Retool apps don't load for some users

@FBCRandy - We saw in that 120MB, it was almost entirely made up an array of null values, we manually stripped and reuploaded into test app in your environment. Can you see if that works for you? If so, you can try to export/reimport that into the actual app. Still digging into what led to that structure ballooning like that.

1 Like

My apps will sometimes load now - time to first query is usually around 80-90 seconds though. further interactions take about a minute each to complete

Screenshot 2025-03-24 at 1.39.16 PM

1 Like

I am seeing some improvement. I went and exported every module. Found a few that were large and went back a revision.

To the retool team: anyway you can automate that? Or potentially solve why they are large and issue updates? I'd like to not forget what I undid on 20 modules

1 Like

Still having issues that are leading to retool being totally unusable, some pages load fine, some pages just hang and then die. Seems to be totally random, but some pages seem worse than others.
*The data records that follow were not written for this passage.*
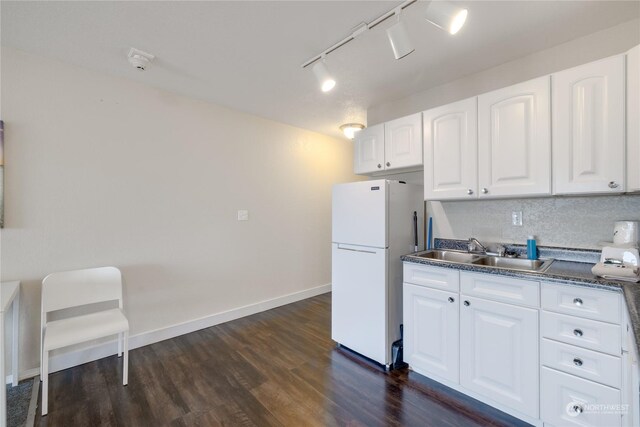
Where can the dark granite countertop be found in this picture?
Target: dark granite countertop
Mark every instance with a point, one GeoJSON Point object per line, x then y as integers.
{"type": "Point", "coordinates": [571, 267]}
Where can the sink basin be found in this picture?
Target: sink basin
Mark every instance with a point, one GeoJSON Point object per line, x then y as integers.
{"type": "Point", "coordinates": [451, 256]}
{"type": "Point", "coordinates": [460, 257]}
{"type": "Point", "coordinates": [514, 263]}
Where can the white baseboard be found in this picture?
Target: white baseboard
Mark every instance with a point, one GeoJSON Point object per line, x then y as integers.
{"type": "Point", "coordinates": [89, 354]}
{"type": "Point", "coordinates": [30, 373]}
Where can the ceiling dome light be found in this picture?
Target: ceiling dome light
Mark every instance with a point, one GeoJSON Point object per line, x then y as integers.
{"type": "Point", "coordinates": [327, 82]}
{"type": "Point", "coordinates": [350, 129]}
{"type": "Point", "coordinates": [445, 15]}
{"type": "Point", "coordinates": [399, 39]}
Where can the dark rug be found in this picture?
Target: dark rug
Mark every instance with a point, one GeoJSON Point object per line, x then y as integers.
{"type": "Point", "coordinates": [18, 400]}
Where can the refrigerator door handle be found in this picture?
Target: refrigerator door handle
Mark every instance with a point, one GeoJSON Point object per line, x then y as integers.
{"type": "Point", "coordinates": [355, 250]}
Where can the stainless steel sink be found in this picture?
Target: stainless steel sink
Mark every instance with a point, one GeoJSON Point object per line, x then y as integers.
{"type": "Point", "coordinates": [451, 256]}
{"type": "Point", "coordinates": [460, 257]}
{"type": "Point", "coordinates": [537, 265]}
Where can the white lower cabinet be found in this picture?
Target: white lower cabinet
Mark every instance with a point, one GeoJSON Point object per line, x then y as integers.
{"type": "Point", "coordinates": [571, 362]}
{"type": "Point", "coordinates": [572, 401]}
{"type": "Point", "coordinates": [431, 331]}
{"type": "Point", "coordinates": [499, 353]}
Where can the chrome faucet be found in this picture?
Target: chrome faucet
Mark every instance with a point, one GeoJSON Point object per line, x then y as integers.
{"type": "Point", "coordinates": [475, 246]}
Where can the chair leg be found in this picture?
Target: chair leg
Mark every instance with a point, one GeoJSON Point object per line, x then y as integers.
{"type": "Point", "coordinates": [125, 359]}
{"type": "Point", "coordinates": [45, 382]}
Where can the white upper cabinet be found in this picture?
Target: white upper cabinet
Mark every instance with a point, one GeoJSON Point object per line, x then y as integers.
{"type": "Point", "coordinates": [394, 146]}
{"type": "Point", "coordinates": [588, 128]}
{"type": "Point", "coordinates": [633, 119]}
{"type": "Point", "coordinates": [403, 142]}
{"type": "Point", "coordinates": [514, 140]}
{"type": "Point", "coordinates": [369, 150]}
{"type": "Point", "coordinates": [451, 151]}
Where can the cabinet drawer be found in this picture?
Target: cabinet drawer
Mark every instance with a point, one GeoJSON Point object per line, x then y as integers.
{"type": "Point", "coordinates": [446, 279]}
{"type": "Point", "coordinates": [501, 288]}
{"type": "Point", "coordinates": [571, 401]}
{"type": "Point", "coordinates": [586, 333]}
{"type": "Point", "coordinates": [591, 365]}
{"type": "Point", "coordinates": [581, 301]}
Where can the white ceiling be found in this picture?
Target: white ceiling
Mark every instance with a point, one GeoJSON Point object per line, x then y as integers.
{"type": "Point", "coordinates": [247, 54]}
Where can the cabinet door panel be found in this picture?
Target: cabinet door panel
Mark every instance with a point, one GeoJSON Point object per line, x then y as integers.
{"type": "Point", "coordinates": [571, 401]}
{"type": "Point", "coordinates": [403, 142]}
{"type": "Point", "coordinates": [451, 151]}
{"type": "Point", "coordinates": [369, 150]}
{"type": "Point", "coordinates": [431, 322]}
{"type": "Point", "coordinates": [499, 353]}
{"type": "Point", "coordinates": [633, 119]}
{"type": "Point", "coordinates": [514, 140]}
{"type": "Point", "coordinates": [588, 128]}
Is there any root cause or thoughts on this?

2 Likes

Nathan, are you module heavy? If so check module sizes on json export. Look for any huge ones. Seems like something is making everything grow massively which causes a stall before retrieval or timeout

Support was able to restore a module for me by shedding its weight, but that still didnt make it work until I did the same thing with a offending module that ballooned as well

1 Like

I am experiencing the same issues with one of my multipage dashboards. While the dashboard in question used to not load at all, I am now able to load it very slowly (about a 30 second load time for a page that used to only take ~3 seconds).

Something I've noticed is that when I am editing the dashboard (which is still unbearably slow and nearly unusable), renaming a query/resource and attempting to run it directly afterwards will result in an error. Once it errors out, it seems to hang for ~10 seconds and then once you run it once more it'll return the same expected return as what was returned before renaming the query/resource.

Here, I renamed a Retool Database query/resource and received this return:
Screenshot 2025-03-24 175409

In this one, I ran a GraphQL resource. It should be noted that this query does not connect to any database and only communicates with our backend via Cloudflare:
Screenshot 2025-03-24 190145
Screenshot 2025-03-24 190145

1 Like

I accidentally sent a duplicate image in the message above. The corrected screenshot is attached below.

I don't use modules, just more charts/graphs.

I've managed to fix one page by reverting 500 steps, and then deleting some queries which have mysteriously broken.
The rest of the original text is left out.